Song by Zulema
- A-side: "Change"
- B-side: "Hanging on to a Memory"
- Released: 1978
- Length: 3:25
- Label: LeJoint 5N-34001
- Composer: Z. Cusseaux
- Lyricist: Z-licious
- Producers: Zulema Cusseaux and Van McCoy

Zulema singles chronology
| "Hungry For Your Love" (1976) | "Change" (1978) | "I'm Not Dreaming" (1978) |

= Change (Zulema song) =

Change was a hit for singer Zulema in 1978. It was her first single for the LeJoint record label.

==Background==
The track was co-produced by Zulema and Van McCoy. It was distributed by London Records. It appears on her Z-Licious album, released on Le Joint LEJ17000 in 1978.

An advertisement appeared on the front page of the September 23, 1978 issue of Billboard announcing that her debut album for the LeJoint label, Z-Licious was in the process of being made. In the Top Single Picks, it was a recommended disco track in the same issue. In Barry Lederer's Disco Mix section of the September 30 issue, it was stated that the record would be put out on a 12" release for disco play.

The album was reviewed in the October 7 issue of Billboard. It was given a good review which mentioned that McCoy played keyboards on the album. The picks were, "Change," "I'm Not Dreaming," and "Hanging On To A Memory". Barry Lederer of Billboards Disco Mix said that the issuing of the record on a 12" was due to the positive reaction it had been causing at the discos.
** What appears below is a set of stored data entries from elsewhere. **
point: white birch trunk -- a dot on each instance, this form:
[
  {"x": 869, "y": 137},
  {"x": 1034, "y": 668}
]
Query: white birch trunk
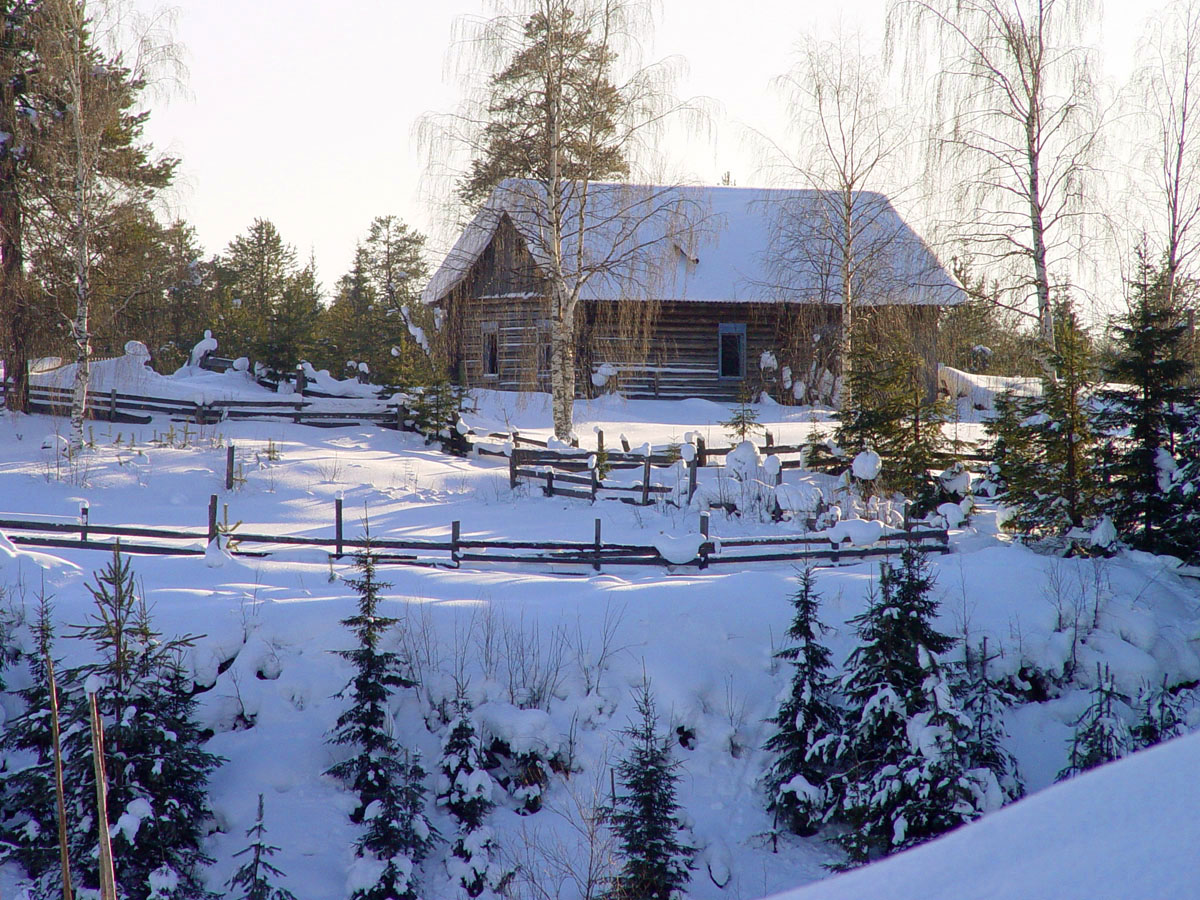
[{"x": 81, "y": 227}]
The 12" release came out on London 3012. The 12" version was a Richie Rivera mix which boosted the tones and tripled the tambourine. This mix differed from the album version with an addition of Zulema on clavinet and an extended drum part.

==Airplay==
It was a Hit Bound prediction by Matthew Clenott of WKTU in New York and Freddie James of WLYT in Cleveland. For the week of November 18, Cosmo Wyatt in Boston had it as a "Can't miss".

==Chart==
It entered the Billboard Hot Soul Singles chart at 89 on the week of October 28. It also entered the Cash Box Top 100 R&B chart on that date at #90. It peaked at no. 53 at week six, spending a total of nine weeks in the Cash Box Top 100 R&B chart. At week seven on December 9, it peaked at no. 46 on the Billboard Hot Soul Singles chart. It spent a total of eight weeks in the chart.

On November 4, the record made its appearance in Billboard's Disco Action Seattle / Washington (previously called Seattle / Portland) chart at no. 5. On December 2, the chart had reverted to Seattle Portland at it was at no. 10. It exited the chart at no. 12 on December 16.

It also spent one week on Billboards National Disco Action Top 40 at no. 37. on January 6, 1979.